Up and aint I aint I aint I aint I anti- ant I anih-
From the writer
:: Account ::
I composed these poems at a time when I was trying to answer questions about desire and what desire could enact in the female body. These questions, as you will understand by reading the poems, relate to arousal and approach ideas of power between the I and the Other. These concepts are tightly wound within lyric verse, but the vacillation between certainty and uncertainty of what the speaker wants, what she can control versus what controls her, is palpable. The verbs are one signal of this, as in the first stanza of “To Keep a Dialogue” we have moments including: “ask,” “arrives,” “give,” and “break.” Through to its end, “To Keep a Dialogue” presents the speaker in positions of negotiation, and none that is simply resolved.
While “To Keep a Dialogue” demonstrates a speaker who wavers between her power and a passive or active relinquishment of that power, the second poem relishes in gratifying desire. This speaker wears her desire, which is self-directed and self-satisfying, and this quality enables her to gaze widely at her body as historical/object/black/blackened/erasured. Just now, I feel somewhat devilish gathering this into five lines, but this is the kind of poem from which my most captivating speakers grow. My work needs this speaker’s attitude and self-searched cockiness as much as it needs a speaker in flux between overwhelm and want.
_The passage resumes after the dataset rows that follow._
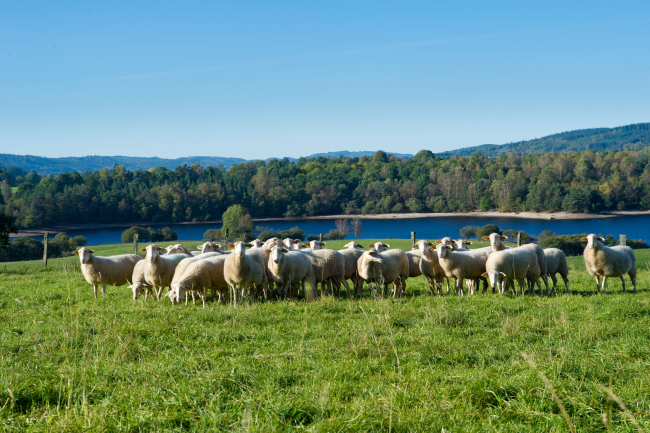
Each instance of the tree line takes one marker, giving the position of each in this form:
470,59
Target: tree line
585,181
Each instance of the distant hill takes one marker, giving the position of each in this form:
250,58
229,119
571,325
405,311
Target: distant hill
629,137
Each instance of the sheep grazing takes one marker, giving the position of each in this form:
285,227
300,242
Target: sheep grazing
114,271
603,261
329,269
556,264
379,246
512,265
462,265
290,267
430,267
198,275
243,270
159,269
138,282
351,253
384,268
210,247
495,241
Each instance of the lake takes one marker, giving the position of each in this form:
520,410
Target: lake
635,227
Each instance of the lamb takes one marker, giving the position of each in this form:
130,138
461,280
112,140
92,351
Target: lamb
159,269
351,253
329,267
430,267
512,265
244,270
462,265
556,263
114,270
199,275
138,282
290,267
603,261
384,268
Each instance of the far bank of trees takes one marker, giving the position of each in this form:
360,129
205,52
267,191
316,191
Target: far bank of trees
580,182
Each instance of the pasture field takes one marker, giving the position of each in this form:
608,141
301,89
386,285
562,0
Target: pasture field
69,362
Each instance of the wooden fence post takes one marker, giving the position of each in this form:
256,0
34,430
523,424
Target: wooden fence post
46,239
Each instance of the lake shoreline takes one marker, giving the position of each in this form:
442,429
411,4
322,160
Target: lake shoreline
488,214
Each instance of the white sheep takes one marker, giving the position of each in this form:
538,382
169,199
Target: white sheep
244,270
201,274
430,267
351,253
556,264
603,261
138,282
384,268
114,270
462,265
507,266
291,267
159,268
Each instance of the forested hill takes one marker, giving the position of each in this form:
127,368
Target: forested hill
585,181
47,166
629,137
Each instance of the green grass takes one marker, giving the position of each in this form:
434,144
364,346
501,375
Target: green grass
70,362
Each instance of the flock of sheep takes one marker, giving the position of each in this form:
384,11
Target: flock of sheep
283,267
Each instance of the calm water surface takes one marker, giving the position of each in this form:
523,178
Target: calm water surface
635,227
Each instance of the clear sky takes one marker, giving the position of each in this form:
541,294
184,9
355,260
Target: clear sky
259,79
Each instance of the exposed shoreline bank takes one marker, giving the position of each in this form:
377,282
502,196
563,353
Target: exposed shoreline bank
489,214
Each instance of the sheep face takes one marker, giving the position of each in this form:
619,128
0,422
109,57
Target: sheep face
277,254
152,251
592,240
84,255
315,245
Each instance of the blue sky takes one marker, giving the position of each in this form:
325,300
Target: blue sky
256,79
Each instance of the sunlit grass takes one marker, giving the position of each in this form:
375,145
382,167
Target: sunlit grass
70,362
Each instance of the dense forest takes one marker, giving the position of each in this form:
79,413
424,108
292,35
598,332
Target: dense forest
629,137
586,181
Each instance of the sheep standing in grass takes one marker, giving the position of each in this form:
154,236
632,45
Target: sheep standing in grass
556,264
603,261
197,275
388,267
138,282
291,267
243,270
462,265
351,253
507,266
430,267
114,271
159,268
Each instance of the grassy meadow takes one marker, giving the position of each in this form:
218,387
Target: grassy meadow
69,362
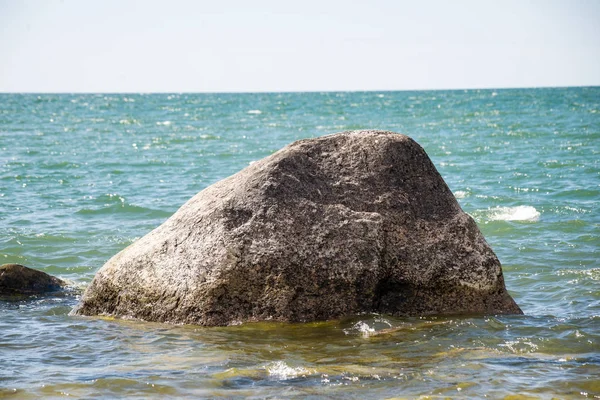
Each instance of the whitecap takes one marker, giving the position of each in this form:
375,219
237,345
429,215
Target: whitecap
518,213
281,370
461,194
362,328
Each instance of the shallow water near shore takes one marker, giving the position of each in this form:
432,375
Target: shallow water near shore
83,176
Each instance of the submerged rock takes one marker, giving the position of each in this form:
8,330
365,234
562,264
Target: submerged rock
347,223
16,279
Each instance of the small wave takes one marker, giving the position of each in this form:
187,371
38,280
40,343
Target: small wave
518,213
461,194
281,370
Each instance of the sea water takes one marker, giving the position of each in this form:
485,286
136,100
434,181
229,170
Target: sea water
84,175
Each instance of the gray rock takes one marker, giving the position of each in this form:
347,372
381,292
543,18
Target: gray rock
347,223
16,279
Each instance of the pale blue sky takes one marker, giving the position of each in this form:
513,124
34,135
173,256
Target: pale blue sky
264,45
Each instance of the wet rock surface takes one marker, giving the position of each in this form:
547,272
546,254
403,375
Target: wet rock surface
19,280
348,223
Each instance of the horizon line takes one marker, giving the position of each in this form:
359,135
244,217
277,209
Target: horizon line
306,91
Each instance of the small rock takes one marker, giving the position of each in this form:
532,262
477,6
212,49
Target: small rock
16,279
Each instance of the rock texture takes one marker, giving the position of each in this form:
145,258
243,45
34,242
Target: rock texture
16,279
353,222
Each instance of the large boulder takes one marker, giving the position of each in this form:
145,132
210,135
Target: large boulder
347,223
16,279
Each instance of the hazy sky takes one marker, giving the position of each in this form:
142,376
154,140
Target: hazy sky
263,45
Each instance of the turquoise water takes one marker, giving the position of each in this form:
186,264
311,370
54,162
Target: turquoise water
83,176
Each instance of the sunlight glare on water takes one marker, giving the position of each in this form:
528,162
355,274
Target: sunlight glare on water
83,176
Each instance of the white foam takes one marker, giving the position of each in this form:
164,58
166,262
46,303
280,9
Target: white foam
518,213
281,370
460,194
362,328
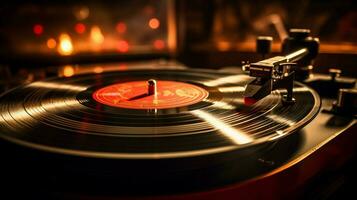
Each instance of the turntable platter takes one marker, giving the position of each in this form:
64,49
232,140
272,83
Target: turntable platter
108,115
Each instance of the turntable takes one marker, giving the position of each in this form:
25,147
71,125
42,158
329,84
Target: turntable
159,129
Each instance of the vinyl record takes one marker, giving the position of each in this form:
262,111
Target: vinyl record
110,115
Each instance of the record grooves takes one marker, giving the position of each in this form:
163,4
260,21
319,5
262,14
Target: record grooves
73,122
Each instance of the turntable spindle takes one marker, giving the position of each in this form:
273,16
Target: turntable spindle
152,87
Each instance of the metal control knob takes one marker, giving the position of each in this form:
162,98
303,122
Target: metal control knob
263,45
346,101
334,73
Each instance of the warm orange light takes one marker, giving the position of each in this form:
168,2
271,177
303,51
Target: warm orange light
122,67
68,71
37,29
96,35
98,70
51,43
65,45
121,27
154,23
159,44
123,46
80,28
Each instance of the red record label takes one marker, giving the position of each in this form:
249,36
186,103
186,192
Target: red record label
135,95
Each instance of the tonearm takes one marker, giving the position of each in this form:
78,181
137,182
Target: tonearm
279,72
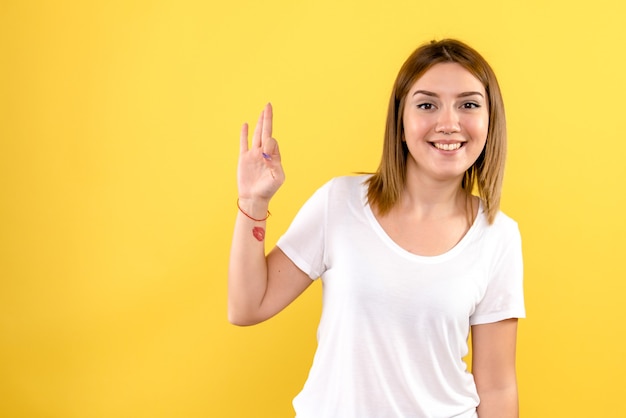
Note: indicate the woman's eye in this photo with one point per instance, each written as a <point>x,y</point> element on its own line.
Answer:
<point>470,105</point>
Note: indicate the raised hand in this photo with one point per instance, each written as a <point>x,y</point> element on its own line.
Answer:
<point>259,173</point>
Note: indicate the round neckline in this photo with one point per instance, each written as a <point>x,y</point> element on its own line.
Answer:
<point>459,246</point>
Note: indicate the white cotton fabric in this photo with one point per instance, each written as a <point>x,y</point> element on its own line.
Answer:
<point>394,325</point>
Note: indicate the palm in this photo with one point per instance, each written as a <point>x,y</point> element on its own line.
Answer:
<point>260,173</point>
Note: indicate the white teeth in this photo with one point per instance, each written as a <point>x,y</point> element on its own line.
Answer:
<point>447,147</point>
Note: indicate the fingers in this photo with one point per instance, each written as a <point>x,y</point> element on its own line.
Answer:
<point>256,136</point>
<point>243,139</point>
<point>263,128</point>
<point>267,122</point>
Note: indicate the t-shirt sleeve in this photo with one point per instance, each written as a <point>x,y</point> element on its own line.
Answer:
<point>504,295</point>
<point>304,240</point>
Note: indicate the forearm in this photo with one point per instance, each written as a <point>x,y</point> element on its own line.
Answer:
<point>247,273</point>
<point>499,403</point>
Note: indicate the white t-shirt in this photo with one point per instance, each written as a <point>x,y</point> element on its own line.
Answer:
<point>394,325</point>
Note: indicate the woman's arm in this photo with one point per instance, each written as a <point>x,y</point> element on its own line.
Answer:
<point>259,286</point>
<point>493,367</point>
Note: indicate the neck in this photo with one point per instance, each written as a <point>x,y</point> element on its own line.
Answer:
<point>433,199</point>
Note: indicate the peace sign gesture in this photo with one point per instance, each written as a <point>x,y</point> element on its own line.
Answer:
<point>259,173</point>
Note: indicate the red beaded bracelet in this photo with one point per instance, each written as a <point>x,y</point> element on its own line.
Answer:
<point>250,217</point>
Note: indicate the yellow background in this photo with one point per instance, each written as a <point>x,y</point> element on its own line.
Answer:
<point>119,124</point>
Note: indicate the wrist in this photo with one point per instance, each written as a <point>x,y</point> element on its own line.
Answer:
<point>254,209</point>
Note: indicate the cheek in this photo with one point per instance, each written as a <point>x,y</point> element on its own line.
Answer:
<point>478,128</point>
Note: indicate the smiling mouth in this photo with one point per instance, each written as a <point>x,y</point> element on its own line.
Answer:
<point>447,147</point>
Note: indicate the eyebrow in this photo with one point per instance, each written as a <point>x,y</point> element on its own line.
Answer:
<point>464,94</point>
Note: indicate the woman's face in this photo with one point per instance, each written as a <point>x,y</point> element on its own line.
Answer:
<point>446,120</point>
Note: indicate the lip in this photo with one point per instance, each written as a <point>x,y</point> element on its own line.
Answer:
<point>447,142</point>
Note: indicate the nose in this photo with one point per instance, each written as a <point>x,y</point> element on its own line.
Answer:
<point>448,121</point>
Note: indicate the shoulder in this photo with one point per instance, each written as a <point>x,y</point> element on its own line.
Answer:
<point>502,233</point>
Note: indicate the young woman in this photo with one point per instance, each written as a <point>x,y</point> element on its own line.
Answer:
<point>409,257</point>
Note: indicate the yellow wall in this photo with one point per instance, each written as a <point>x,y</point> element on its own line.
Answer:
<point>119,124</point>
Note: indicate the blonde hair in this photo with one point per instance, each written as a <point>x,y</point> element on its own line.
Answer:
<point>387,183</point>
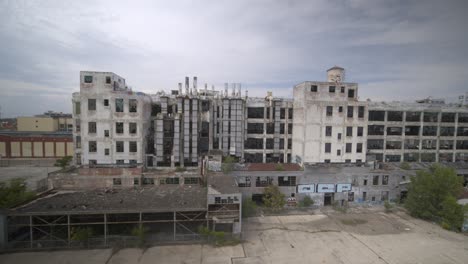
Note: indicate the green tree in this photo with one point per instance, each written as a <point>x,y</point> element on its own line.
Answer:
<point>63,162</point>
<point>249,208</point>
<point>273,198</point>
<point>433,189</point>
<point>14,193</point>
<point>228,164</point>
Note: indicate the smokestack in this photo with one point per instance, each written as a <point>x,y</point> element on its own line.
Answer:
<point>186,85</point>
<point>195,85</point>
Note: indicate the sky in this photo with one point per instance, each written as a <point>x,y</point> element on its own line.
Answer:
<point>394,50</point>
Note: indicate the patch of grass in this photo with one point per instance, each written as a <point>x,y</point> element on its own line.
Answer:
<point>353,222</point>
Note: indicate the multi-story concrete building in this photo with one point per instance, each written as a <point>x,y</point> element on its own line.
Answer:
<point>324,122</point>
<point>329,121</point>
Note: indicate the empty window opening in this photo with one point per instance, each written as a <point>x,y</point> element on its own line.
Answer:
<point>91,104</point>
<point>119,105</point>
<point>376,116</point>
<point>132,105</point>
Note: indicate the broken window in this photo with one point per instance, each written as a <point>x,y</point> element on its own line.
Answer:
<point>191,180</point>
<point>156,109</point>
<point>91,104</point>
<point>359,148</point>
<point>411,144</point>
<point>360,131</point>
<point>253,143</point>
<point>287,181</point>
<point>270,128</point>
<point>447,131</point>
<point>119,128</point>
<point>119,146</point>
<point>462,144</point>
<point>119,105</point>
<point>394,116</point>
<point>375,130</point>
<point>327,147</point>
<point>375,180</point>
<point>88,79</point>
<point>329,110</point>
<point>132,105</point>
<point>253,157</point>
<point>132,128</point>
<point>462,118</point>
<point>147,181</point>
<point>361,111</point>
<point>349,147</point>
<point>350,111</point>
<point>413,116</point>
<point>384,179</point>
<point>393,145</point>
<point>427,157</point>
<point>132,146</point>
<point>263,181</point>
<point>431,117</point>
<point>448,118</point>
<point>78,141</point>
<point>92,128</point>
<point>375,143</point>
<point>411,157</point>
<point>394,131</point>
<point>171,180</point>
<point>77,108</point>
<point>255,112</point>
<point>445,157</point>
<point>376,115</point>
<point>254,128</point>
<point>411,130</point>
<point>393,158</point>
<point>283,113</point>
<point>446,144</point>
<point>462,131</point>
<point>429,131</point>
<point>269,143</point>
<point>92,145</point>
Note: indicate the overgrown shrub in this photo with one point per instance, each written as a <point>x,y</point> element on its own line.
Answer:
<point>432,196</point>
<point>249,208</point>
<point>14,193</point>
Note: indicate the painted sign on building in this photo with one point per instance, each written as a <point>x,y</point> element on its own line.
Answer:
<point>306,188</point>
<point>343,187</point>
<point>325,187</point>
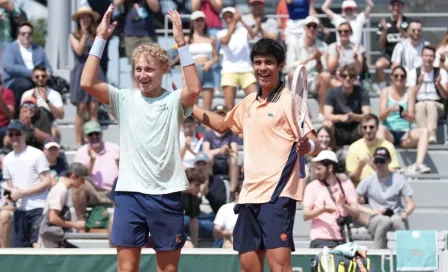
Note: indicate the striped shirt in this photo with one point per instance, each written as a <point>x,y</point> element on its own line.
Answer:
<point>23,169</point>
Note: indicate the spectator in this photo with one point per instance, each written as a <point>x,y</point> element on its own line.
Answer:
<point>47,98</point>
<point>19,59</point>
<point>101,158</point>
<point>139,26</point>
<point>7,11</point>
<point>58,163</point>
<point>225,221</point>
<point>397,110</point>
<point>328,202</point>
<point>222,149</point>
<point>214,188</point>
<point>408,52</point>
<point>383,191</point>
<point>345,52</point>
<point>345,106</point>
<point>205,54</point>
<point>7,108</point>
<point>192,202</point>
<point>442,53</point>
<point>236,65</point>
<point>431,86</point>
<point>262,26</point>
<point>359,161</point>
<point>391,31</point>
<point>312,53</point>
<point>38,125</point>
<point>57,201</point>
<point>349,15</point>
<point>190,142</point>
<point>81,41</point>
<point>26,170</point>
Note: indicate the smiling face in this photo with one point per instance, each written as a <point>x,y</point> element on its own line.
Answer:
<point>148,72</point>
<point>267,71</point>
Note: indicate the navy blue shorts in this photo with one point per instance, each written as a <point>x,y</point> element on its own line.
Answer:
<point>136,215</point>
<point>265,226</point>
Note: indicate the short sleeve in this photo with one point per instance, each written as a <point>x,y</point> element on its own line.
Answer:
<point>363,186</point>
<point>55,99</point>
<point>396,55</point>
<point>406,190</point>
<point>235,118</point>
<point>309,197</point>
<point>337,20</point>
<point>332,50</point>
<point>42,163</point>
<point>411,79</point>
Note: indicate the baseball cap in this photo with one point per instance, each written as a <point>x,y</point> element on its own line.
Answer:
<point>16,124</point>
<point>348,4</point>
<point>196,15</point>
<point>51,142</point>
<point>91,126</point>
<point>228,9</point>
<point>29,99</point>
<point>80,170</point>
<point>326,155</point>
<point>220,109</point>
<point>202,157</point>
<point>311,19</point>
<point>381,153</point>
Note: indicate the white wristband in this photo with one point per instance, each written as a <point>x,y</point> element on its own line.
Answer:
<point>185,56</point>
<point>98,47</point>
<point>312,146</point>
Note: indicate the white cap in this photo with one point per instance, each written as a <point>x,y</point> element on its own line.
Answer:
<point>348,4</point>
<point>196,15</point>
<point>326,155</point>
<point>311,19</point>
<point>228,9</point>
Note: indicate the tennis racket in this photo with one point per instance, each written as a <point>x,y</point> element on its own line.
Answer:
<point>299,96</point>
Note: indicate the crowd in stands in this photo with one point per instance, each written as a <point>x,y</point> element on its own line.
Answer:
<point>364,185</point>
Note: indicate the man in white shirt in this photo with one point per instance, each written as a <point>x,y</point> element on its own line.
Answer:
<point>356,21</point>
<point>408,52</point>
<point>225,221</point>
<point>47,98</point>
<point>312,53</point>
<point>27,172</point>
<point>431,86</point>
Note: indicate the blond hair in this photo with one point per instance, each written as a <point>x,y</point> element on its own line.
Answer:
<point>153,50</point>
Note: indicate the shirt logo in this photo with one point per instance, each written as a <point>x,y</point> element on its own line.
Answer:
<point>162,107</point>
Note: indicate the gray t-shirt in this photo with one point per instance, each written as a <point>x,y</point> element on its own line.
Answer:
<point>384,195</point>
<point>150,161</point>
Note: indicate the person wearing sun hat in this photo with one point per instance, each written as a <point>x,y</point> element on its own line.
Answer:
<point>81,41</point>
<point>356,21</point>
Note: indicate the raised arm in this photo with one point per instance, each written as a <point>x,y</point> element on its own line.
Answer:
<point>192,84</point>
<point>89,77</point>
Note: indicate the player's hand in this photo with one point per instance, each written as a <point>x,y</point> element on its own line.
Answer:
<point>303,146</point>
<point>105,29</point>
<point>178,31</point>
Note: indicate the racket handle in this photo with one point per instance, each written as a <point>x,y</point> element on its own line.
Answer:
<point>302,173</point>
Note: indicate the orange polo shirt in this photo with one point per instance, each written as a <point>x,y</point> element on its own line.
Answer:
<point>269,134</point>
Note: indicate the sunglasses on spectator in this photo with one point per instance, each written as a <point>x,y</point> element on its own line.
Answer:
<point>29,105</point>
<point>349,76</point>
<point>93,134</point>
<point>399,76</point>
<point>344,31</point>
<point>16,134</point>
<point>311,25</point>
<point>368,127</point>
<point>379,161</point>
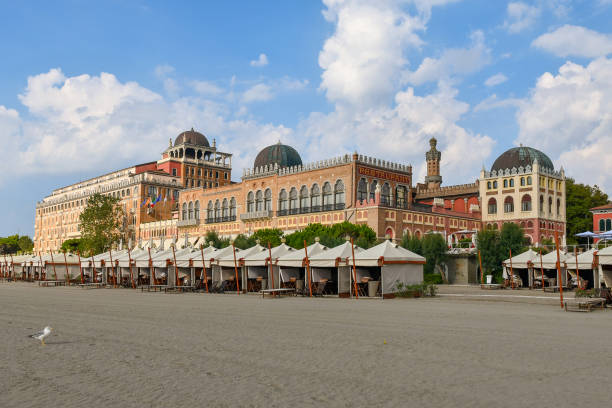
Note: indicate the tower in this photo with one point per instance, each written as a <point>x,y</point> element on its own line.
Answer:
<point>433,179</point>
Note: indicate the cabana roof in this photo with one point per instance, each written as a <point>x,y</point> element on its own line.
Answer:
<point>261,258</point>
<point>333,257</point>
<point>387,253</point>
<point>296,258</point>
<point>522,260</point>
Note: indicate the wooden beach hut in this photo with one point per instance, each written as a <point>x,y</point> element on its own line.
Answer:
<point>383,266</point>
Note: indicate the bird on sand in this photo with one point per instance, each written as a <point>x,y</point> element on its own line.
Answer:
<point>42,335</point>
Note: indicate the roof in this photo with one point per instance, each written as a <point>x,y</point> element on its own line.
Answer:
<point>192,137</point>
<point>387,251</point>
<point>522,156</point>
<point>283,155</point>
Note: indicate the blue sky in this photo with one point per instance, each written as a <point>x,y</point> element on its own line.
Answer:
<point>89,87</point>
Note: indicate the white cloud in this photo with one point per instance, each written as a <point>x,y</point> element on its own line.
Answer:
<point>496,80</point>
<point>206,88</point>
<point>257,93</point>
<point>261,61</point>
<point>520,16</point>
<point>575,41</point>
<point>568,116</point>
<point>452,62</point>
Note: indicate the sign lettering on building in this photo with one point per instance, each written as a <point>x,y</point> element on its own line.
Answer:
<point>381,174</point>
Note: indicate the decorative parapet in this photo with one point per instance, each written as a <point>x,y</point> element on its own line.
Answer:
<point>256,215</point>
<point>521,170</point>
<point>264,171</point>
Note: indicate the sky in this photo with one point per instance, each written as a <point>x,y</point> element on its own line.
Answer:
<point>91,87</point>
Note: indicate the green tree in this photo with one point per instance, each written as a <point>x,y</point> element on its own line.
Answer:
<point>72,245</point>
<point>101,223</point>
<point>579,199</point>
<point>434,250</point>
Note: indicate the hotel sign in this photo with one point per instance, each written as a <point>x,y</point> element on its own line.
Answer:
<point>385,175</point>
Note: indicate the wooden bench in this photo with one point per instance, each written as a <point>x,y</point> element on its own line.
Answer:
<point>278,292</point>
<point>585,304</point>
<point>51,283</point>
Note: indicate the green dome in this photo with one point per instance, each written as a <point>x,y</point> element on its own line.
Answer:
<point>283,155</point>
<point>521,156</point>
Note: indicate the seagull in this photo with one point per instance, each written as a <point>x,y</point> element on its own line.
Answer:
<point>42,335</point>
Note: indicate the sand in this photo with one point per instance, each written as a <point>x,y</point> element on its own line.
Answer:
<point>121,348</point>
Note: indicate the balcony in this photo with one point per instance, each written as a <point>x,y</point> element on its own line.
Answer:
<point>256,215</point>
<point>220,219</point>
<point>188,223</point>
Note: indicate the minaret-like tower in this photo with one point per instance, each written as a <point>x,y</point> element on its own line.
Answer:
<point>433,179</point>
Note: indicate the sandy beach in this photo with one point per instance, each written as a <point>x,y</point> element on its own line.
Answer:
<point>122,348</point>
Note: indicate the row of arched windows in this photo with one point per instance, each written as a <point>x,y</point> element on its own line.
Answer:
<point>401,193</point>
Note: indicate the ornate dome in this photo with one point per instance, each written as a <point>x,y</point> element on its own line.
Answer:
<point>283,155</point>
<point>192,137</point>
<point>521,156</point>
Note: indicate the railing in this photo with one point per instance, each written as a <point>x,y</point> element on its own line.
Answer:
<point>188,223</point>
<point>221,219</point>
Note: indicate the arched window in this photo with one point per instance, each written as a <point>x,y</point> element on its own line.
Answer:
<point>327,196</point>
<point>550,205</point>
<point>217,210</point>
<point>268,200</point>
<point>400,197</point>
<point>373,185</point>
<point>339,194</point>
<point>385,195</point>
<point>258,201</point>
<point>362,190</point>
<point>209,211</point>
<point>315,198</point>
<point>282,202</point>
<point>526,203</point>
<point>233,209</point>
<point>293,203</point>
<point>508,204</point>
<point>492,207</point>
<point>304,202</point>
<point>225,209</point>
<point>250,202</point>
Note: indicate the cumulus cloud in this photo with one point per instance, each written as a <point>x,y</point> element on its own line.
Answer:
<point>568,116</point>
<point>261,61</point>
<point>520,16</point>
<point>453,62</point>
<point>576,41</point>
<point>496,80</point>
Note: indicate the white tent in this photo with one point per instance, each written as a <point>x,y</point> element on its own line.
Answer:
<point>396,264</point>
<point>257,264</point>
<point>292,265</point>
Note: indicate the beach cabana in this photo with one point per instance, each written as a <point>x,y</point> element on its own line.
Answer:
<point>521,265</point>
<point>333,267</point>
<point>549,265</point>
<point>382,266</point>
<point>605,266</point>
<point>257,265</point>
<point>586,266</point>
<point>292,266</point>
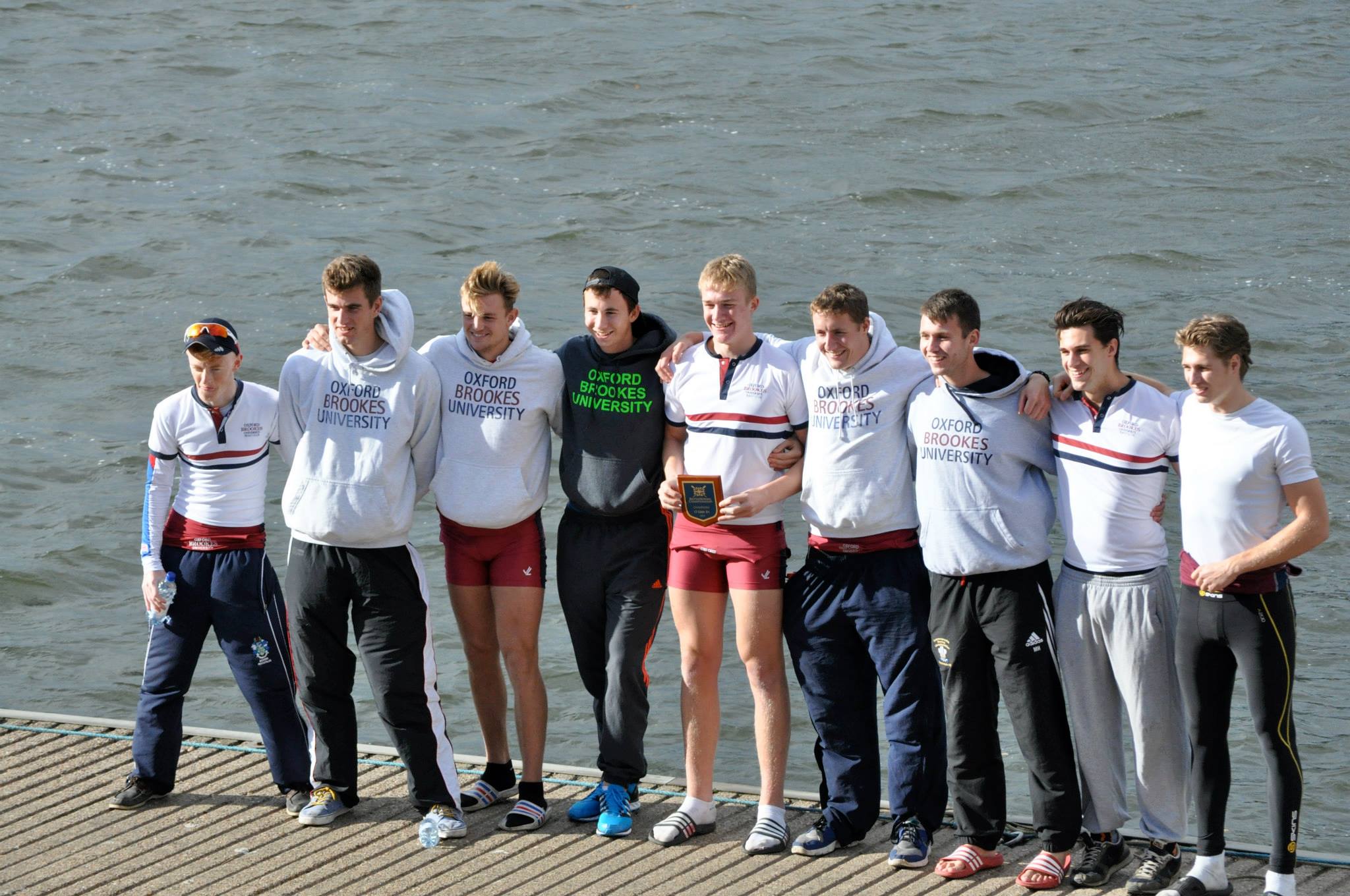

CM Burroughs is Assistant Professor of Poetry at Columbia College Chicago,
and the author of The Vital System from Tupelo Press (2012). Burroughs has been awarded fellowships from Yaddo, The MacDowell Colony, and the Cave Canem Foundation. Her poetry has appeared or is forthcoming in Best American Experimental Writing, Court Green, jubilat, Ploughshares, and VOLT. Burroughs is a graduate of Sweet Briar College and the MFA program at the University of Pittsburgh.